I was initially intrigued to read this because it seemed like you were going to make an interesting case somewhere along the lines of "mathematics involves hermeneutics" because ultimately mathematics is done by humans using a (formal) language that they must interpret before they can generate more mathematics that follows the rules of the language. It seems to me you never quite got there, a stumbled towards some other point that's not totally clear to me. Forgive me if this is an uncharitable reading, but I read your point as being "look at all the cool stuff we can do because we use formal languages".
Pointing out that formal languages let us do cool stuff is something I agree with, although it feels a bit obvious. I suspect I'm mostly reacting to having hoped you'd make a stronger case for applying hermeneutic methods and having an attitude of interpretation when dealing with formal systems, since this is a point often ignored when people learn about formal systems by remaking what I might call the "naive positivist" mistake of thinking formal systems describe reality precisely, or put in LW terms, confuse the map for the territory.
Additionally, I found your proof of "There exist a Turing Machine that recognize membership in the language." somewhat inadequate given what you presented in the text. It's only thanks to knowing some details about TMs already that this proof is very meaningful to me, and I think the uninitiated reader, whom you seem to be targeting, would have a hard time understanding this proof since you didn't explain the constraints of TMs. For example, an easy objection to raise to your proof, lacking a clear definition of TMs, would be "but won't it halt incorrectly if it sees a '2' or a '3' or a 'c' on the tape?"
I appreciate your clear writing style. If my comments seem harsh it's because you got my hopes up and then delivered something less than what you initially lead me to expect.

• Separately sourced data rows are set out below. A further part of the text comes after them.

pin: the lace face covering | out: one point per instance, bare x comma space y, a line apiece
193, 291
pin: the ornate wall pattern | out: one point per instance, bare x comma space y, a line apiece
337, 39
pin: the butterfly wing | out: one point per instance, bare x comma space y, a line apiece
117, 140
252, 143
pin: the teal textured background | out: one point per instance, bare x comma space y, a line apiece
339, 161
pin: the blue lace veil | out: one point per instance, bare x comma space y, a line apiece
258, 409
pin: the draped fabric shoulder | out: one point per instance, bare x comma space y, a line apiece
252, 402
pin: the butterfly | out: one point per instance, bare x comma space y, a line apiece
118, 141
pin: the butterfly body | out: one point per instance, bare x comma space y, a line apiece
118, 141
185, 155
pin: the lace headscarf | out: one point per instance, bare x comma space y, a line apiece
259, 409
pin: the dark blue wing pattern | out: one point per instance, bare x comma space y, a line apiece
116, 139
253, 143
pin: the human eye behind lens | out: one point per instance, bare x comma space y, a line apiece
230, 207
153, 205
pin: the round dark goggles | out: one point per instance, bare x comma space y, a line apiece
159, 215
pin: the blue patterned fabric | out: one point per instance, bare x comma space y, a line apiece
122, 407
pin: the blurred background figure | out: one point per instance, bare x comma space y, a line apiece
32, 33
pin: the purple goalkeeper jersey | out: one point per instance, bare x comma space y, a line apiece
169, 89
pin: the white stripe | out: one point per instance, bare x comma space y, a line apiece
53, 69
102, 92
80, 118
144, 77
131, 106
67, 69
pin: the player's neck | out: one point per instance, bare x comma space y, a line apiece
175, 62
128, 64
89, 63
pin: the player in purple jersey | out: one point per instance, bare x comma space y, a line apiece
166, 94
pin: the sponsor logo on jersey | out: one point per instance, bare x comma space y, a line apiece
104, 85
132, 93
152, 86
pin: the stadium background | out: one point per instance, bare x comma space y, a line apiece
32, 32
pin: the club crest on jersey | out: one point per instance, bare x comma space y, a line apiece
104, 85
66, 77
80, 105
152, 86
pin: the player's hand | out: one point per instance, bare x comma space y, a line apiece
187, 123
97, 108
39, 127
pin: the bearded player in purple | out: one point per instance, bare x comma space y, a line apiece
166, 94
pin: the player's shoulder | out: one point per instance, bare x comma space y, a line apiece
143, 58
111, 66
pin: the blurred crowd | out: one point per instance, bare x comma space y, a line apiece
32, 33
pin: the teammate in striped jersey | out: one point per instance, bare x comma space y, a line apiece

comment by gbear605 · 2019-10-30T17:25:56.127Z · LW(p) · GW(p)
This is a somewhat orthogonal point to most of your post, but an important precept of modern linguistics is that every natural language is equally powerful. That is, any natural language can "express the highest concepts that the human mind can explore: science, mathematics, metaphysics."[1] Of course, that isn't a formal language, but the only real difference between a natural language and a formal language is the language ability the listener needs to understand it. So Darwinism is a bad lens to look at languages, since it isn't "survival of the fittest language" but rather "survival of the language spoken by the group of people that controls the most other people."
[1]: Some languages have the vocabulary to talk about different concepts that others can't, but any language can be introduced to that vocabulary and use it successfully. For example, a language might not have the words "integral" and "derivative" needed to talk about calculus, but after introducing those words to the language, speakers of the language can use them to talk about calculus.
comment by Polytopos · 2020-06-09T14:28:22.080Z · LW(p) · GW(p)
I was excited by the initial direction of the article, but somewhat disappointed with how it unfolded.
In terms of Leibniz's hope for a universal formal language we may be closer to that. The new book Modal Homotopy Type Theory (2020 by David Corfield) argues that much of the disappointment with formal languages among philosophers and linguists stems from the fact that through the 20th century most attempts to formalize natural language did so with first-order predicate logic or other logics that lacked dependent types. Yet, dependent types are natural in both mathematical discourse and ordinary language.
Martin-Lof developed the theory of dependent types in the 1970s and now Homotopy Type Theory has been developed on top of that to serve as a computation-friendly foundation for mathematics. Corfield argues that such type theories offer new hope for the possibility of formalizing the semantic structure of natural language.
Of course, this hasn't been accomplished yet, but it's exciting to think that Leibniz's dream may be realized in our century.